To be fair, Fujitsu does have some notable European ties, not mention the fact that, again, as stated above the Top 500 isn’t necessarily a perfect measure of real influence of one vendor or another (since it’s just supercomputing—and only the highest end). Their machines are built in Germany (as well as Japan) and via their historical relationship with what used to be Siemens server division, which Fujitsu eventually absorbed.

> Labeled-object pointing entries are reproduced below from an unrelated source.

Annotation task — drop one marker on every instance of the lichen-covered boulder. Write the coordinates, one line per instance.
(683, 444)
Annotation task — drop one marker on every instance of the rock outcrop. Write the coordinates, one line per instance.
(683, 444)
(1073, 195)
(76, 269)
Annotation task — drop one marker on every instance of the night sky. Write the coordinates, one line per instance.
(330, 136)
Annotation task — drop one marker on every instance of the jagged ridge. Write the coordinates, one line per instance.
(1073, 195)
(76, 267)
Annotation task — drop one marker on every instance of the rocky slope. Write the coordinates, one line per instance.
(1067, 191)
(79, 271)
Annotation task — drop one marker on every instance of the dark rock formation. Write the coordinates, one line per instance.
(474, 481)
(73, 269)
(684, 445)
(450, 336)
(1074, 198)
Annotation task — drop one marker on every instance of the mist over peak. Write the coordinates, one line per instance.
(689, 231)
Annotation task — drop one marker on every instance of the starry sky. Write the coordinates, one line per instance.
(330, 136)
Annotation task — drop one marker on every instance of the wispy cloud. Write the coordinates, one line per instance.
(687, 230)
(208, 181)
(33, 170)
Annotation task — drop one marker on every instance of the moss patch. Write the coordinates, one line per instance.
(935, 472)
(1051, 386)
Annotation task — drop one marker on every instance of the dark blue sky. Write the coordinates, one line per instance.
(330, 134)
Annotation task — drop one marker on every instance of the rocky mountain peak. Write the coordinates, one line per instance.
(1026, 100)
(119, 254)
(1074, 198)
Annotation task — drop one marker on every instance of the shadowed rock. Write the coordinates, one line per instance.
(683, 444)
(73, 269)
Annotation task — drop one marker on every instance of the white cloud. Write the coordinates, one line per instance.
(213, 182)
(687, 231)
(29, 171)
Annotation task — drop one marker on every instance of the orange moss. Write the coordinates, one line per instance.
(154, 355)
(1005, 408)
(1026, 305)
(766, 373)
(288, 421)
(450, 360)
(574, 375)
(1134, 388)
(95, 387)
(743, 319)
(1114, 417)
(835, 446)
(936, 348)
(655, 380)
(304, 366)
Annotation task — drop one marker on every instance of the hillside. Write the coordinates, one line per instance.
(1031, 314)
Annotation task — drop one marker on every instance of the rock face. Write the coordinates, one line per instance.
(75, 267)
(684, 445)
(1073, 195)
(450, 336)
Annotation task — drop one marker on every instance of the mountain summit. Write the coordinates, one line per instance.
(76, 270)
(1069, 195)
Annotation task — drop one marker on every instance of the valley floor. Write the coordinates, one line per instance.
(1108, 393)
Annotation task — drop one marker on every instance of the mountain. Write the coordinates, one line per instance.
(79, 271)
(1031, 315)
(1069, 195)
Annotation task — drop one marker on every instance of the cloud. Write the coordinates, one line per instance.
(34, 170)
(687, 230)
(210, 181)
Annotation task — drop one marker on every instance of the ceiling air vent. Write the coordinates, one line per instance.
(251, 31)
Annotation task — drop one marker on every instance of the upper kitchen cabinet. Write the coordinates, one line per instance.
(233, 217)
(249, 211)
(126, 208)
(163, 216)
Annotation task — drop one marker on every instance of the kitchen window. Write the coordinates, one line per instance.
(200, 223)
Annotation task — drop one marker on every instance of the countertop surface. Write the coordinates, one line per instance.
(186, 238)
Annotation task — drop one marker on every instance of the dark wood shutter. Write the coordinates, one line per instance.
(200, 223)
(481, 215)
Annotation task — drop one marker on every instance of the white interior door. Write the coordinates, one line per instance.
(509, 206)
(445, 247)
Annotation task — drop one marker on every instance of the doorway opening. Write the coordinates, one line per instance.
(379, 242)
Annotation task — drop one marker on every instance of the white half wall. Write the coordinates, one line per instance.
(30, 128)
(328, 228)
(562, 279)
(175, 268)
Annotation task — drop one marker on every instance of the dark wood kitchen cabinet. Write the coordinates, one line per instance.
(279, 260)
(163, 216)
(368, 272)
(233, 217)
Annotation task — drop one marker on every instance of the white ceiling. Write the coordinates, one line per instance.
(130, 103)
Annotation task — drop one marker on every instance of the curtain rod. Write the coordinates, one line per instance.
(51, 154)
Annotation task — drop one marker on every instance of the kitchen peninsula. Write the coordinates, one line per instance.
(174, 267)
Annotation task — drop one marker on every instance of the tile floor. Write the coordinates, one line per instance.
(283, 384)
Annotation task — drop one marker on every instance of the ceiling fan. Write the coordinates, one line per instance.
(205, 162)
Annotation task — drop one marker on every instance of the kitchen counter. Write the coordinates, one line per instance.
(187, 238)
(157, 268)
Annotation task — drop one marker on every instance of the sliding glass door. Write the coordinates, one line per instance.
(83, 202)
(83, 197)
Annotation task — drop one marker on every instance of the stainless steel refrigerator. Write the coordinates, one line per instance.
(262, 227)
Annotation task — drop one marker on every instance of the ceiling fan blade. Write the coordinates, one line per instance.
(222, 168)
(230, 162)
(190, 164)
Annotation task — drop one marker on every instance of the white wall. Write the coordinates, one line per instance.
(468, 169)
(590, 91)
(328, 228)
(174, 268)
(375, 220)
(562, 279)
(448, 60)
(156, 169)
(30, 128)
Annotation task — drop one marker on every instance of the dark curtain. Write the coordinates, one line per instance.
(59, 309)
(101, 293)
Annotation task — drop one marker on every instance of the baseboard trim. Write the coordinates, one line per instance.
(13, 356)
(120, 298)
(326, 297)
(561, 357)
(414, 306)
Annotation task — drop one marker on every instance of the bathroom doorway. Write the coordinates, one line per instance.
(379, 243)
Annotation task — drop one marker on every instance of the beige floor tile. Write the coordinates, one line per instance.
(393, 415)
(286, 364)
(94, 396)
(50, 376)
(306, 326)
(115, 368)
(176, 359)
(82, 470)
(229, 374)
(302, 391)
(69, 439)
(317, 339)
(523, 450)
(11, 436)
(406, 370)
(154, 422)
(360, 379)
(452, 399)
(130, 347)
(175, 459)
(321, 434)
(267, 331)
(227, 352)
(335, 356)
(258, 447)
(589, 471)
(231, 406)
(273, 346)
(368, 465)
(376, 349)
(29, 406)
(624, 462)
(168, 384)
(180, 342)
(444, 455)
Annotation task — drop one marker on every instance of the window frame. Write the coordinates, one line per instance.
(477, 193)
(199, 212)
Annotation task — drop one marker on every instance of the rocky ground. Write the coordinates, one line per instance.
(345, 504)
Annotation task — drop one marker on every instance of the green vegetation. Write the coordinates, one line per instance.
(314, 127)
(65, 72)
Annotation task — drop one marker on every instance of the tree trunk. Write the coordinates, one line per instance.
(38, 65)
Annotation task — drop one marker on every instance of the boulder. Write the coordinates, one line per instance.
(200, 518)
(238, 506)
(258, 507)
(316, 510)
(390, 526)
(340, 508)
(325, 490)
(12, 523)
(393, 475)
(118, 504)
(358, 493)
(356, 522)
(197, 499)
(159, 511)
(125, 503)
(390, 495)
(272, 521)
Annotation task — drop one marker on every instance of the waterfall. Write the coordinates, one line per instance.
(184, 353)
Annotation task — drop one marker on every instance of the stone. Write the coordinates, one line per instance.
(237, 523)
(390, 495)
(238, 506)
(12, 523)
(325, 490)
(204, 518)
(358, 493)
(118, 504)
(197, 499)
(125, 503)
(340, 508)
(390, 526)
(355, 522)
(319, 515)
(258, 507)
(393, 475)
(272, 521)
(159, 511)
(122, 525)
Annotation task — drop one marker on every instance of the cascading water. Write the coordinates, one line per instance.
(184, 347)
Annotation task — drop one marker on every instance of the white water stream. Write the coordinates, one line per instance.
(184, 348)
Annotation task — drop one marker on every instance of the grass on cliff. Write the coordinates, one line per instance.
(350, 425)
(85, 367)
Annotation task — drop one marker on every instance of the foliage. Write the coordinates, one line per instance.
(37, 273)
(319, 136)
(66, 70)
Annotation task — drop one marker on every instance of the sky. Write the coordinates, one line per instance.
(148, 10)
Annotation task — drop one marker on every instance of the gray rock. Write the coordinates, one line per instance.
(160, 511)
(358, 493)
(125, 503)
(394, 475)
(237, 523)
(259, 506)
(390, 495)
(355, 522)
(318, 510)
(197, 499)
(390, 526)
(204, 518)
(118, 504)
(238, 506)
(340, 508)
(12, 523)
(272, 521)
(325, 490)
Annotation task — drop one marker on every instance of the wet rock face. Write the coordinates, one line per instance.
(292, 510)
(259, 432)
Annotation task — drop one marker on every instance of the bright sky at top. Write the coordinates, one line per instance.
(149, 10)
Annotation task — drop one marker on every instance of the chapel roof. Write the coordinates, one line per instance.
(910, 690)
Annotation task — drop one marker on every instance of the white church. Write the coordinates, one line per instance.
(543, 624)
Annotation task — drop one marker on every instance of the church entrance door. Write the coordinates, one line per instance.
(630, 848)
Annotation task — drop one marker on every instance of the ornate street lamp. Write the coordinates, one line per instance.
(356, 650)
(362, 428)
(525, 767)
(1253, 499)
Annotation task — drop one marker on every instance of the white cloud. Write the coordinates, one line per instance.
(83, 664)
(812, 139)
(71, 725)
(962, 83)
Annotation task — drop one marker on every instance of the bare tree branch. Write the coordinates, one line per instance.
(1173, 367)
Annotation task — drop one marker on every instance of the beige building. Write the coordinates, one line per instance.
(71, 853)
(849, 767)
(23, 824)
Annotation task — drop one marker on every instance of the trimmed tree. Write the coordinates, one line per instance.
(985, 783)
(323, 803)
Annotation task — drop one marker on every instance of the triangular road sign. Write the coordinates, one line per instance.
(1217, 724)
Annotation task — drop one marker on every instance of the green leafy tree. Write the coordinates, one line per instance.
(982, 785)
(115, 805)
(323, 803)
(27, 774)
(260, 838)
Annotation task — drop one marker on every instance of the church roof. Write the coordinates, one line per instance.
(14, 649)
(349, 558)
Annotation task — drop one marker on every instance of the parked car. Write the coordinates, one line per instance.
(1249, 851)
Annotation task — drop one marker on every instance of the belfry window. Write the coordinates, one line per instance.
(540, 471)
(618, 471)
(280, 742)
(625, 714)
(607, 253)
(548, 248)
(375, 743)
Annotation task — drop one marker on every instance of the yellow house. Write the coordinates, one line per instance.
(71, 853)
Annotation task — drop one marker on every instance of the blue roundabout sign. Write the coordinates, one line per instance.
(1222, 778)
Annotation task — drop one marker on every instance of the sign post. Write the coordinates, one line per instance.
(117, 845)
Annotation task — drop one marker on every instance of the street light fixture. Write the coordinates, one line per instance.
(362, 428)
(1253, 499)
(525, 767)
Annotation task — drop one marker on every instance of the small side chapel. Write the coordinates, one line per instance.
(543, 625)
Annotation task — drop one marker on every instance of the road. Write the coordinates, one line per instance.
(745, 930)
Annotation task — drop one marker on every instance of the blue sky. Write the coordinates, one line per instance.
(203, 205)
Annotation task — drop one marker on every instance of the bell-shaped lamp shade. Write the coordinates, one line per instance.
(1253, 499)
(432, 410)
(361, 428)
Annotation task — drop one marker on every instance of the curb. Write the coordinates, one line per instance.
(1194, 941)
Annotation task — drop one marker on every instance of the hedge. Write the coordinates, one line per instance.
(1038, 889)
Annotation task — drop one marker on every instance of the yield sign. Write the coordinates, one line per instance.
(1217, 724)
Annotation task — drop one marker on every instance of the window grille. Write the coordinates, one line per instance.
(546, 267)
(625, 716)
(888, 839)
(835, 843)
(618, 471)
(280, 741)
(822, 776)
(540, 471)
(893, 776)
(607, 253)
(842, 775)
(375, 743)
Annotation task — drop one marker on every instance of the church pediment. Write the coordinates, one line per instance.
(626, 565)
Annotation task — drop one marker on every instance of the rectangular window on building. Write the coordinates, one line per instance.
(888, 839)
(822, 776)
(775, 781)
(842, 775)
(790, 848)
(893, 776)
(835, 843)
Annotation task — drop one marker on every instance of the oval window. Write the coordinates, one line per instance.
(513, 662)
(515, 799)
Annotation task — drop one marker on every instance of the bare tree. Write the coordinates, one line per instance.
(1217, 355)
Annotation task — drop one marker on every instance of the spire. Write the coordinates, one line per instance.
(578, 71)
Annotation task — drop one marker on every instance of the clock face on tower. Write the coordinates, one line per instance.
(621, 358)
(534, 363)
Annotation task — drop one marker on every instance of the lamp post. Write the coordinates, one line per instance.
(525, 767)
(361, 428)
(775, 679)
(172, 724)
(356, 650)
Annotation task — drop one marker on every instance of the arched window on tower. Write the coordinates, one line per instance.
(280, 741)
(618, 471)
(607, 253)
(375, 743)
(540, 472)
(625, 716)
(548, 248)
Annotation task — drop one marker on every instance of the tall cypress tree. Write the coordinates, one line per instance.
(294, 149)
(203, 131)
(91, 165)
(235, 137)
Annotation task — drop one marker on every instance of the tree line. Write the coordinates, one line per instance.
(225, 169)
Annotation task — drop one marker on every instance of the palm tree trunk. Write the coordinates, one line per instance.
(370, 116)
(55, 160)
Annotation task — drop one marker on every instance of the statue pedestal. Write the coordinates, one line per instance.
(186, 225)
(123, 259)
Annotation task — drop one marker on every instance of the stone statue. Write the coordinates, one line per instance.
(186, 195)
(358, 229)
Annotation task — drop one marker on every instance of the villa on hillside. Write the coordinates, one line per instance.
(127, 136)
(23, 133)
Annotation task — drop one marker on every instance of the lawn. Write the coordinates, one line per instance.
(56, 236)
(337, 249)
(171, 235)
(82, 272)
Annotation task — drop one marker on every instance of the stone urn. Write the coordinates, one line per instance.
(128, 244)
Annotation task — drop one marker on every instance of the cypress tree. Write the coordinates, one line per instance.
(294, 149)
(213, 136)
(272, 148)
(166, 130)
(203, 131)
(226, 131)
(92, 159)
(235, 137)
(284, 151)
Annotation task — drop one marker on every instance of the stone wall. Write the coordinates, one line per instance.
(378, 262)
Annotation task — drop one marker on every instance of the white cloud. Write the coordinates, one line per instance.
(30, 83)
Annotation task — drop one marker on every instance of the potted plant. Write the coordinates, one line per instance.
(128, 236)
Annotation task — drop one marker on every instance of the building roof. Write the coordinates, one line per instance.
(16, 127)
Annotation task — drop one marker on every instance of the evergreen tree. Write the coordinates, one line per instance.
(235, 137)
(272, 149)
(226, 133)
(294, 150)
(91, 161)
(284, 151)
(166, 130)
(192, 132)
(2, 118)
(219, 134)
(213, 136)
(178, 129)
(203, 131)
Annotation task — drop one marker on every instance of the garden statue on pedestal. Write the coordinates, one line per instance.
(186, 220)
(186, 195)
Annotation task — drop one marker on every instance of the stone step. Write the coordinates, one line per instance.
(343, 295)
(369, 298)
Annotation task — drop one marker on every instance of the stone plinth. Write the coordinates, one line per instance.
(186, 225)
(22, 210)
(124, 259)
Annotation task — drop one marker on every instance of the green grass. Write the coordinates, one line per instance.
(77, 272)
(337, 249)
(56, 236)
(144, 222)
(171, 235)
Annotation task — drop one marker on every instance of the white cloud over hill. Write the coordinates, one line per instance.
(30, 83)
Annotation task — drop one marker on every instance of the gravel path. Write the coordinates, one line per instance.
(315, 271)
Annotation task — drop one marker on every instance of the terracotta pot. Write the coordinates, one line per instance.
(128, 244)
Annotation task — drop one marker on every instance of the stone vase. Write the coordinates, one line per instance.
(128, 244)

On that note, the Wellcome Trust team is also looking at new tools and system approaches that will support a sister Big Data Institute that will open its doors within the next five years. Here, Esnouf says, is where the two institutions will collaborate on using Hadoop, Ceph, OpenStack, and other tools that are not as common in traditional HPC environments like it has just built for running statistical genomics code. It could be that the lessons Wellcome Trust is learning alongside Fujitsu could lead to other HPC and data-intensive system wins for Fujitsu in Europe—but Esnouf says this new big data center plan is already attracting a lot of notice from many other hardware vendors. So if Fujitsu wants to win the deal, it will have to fight for it.